To date, the most significant composed authenticated encryptions schemes are CCM and GCM. Some other techniques include SIV and EAX. All of these modes comprise IP-free means of performing authenticated-encryption with associated-data.
We also elaborate on SIV, a deterministic or misuse-resistant authenticated-encryption mode. It was designed by Rogaway and Shrimpton to solve the “key wrap” problem. When used as a nonce-based AEAD scheme, SIV has the unusual property that it doesn’t “break” if a nonce should get reused: all that happens is that repetitions of this exact (nonce, AD, plaintext) are revealed. The mode can also be used without any nonce and, when used as such, all it reveals are repetitions in (nonce, AD, plaintext) pairs. SIV suffers from a latency problem (unavoidable for the deterministic or misuse-resistant AEAD goal): one must not only make two passes over the input, but one cannot output any ciphertext bits until all plaintexts bits are read. SIV is described in a Eurocrypt 2006 paper and an associated spec, RFC 5297, by Dan Harkins.

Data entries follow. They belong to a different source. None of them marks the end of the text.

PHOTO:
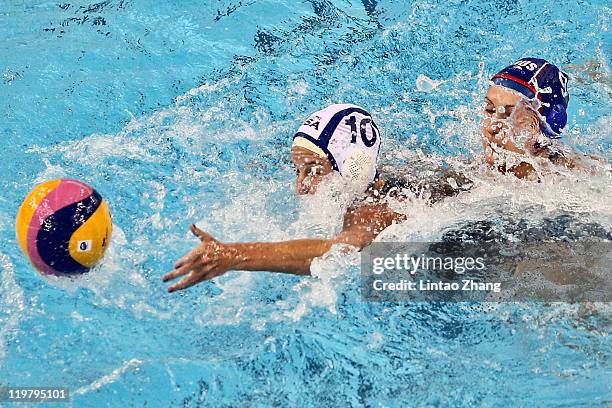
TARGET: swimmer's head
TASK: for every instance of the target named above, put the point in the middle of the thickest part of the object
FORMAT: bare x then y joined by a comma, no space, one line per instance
341,138
538,81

The main advantage of OCB over CCM, GCM, and other composed schemes is software
speed. See the performance page
for data.
Is OCB patented?
It was; I had patents
7,046,802,
7,200,227,
7,949,129, and
8,321,675.
But I intentionally allowed all of my patents to lapse.
I placed all OCB-related IP that I owned in the public domain.
You don’t need to get any sort of permission from me, or pay me anything, to use OCB.
There were further patents in the AE space, including those of
Jutla (IBM)— 6,963,976,
7,093,126, and
8,107,620—and of
Gligor and Donescu (VDG)—6,973,187.
I have never known if the claims of these patents read against OCB.
It is difficult to answer such a question, and I was never in a position to say.
Hopefully all authenticated-encryption IP is invalid,
has expired by now, or was never relevant to using OCB.
Do I need a license?
No. See the question above.
Who is the author of this webpage?
I am, Phillip Rogaway, a professor in the Department of Computer Science at the University of California, Davis. I have also been a regular visitor to universities in Thailand, most often at the Department of Computer Science at Chiang Mai University.
For 20 years I’ve worked to develop and popularize a style of cryptography I call practice-oriented provable security. This framework is a perfect fit to the problem of designing an authenticated-encryption scheme. One of the “outputs” of practice-oriented provable security has been cryptographic schemes that are well-suited standards. In particular, I am co-inventor on the schemes known as CMAC, DHIES, EAX, OAEP, PSS, and XTS, which are in standards from ANSI, IEEE, ISO, and NIST. The kind of academic work I do can be seen by looking at dblp or google Scholar.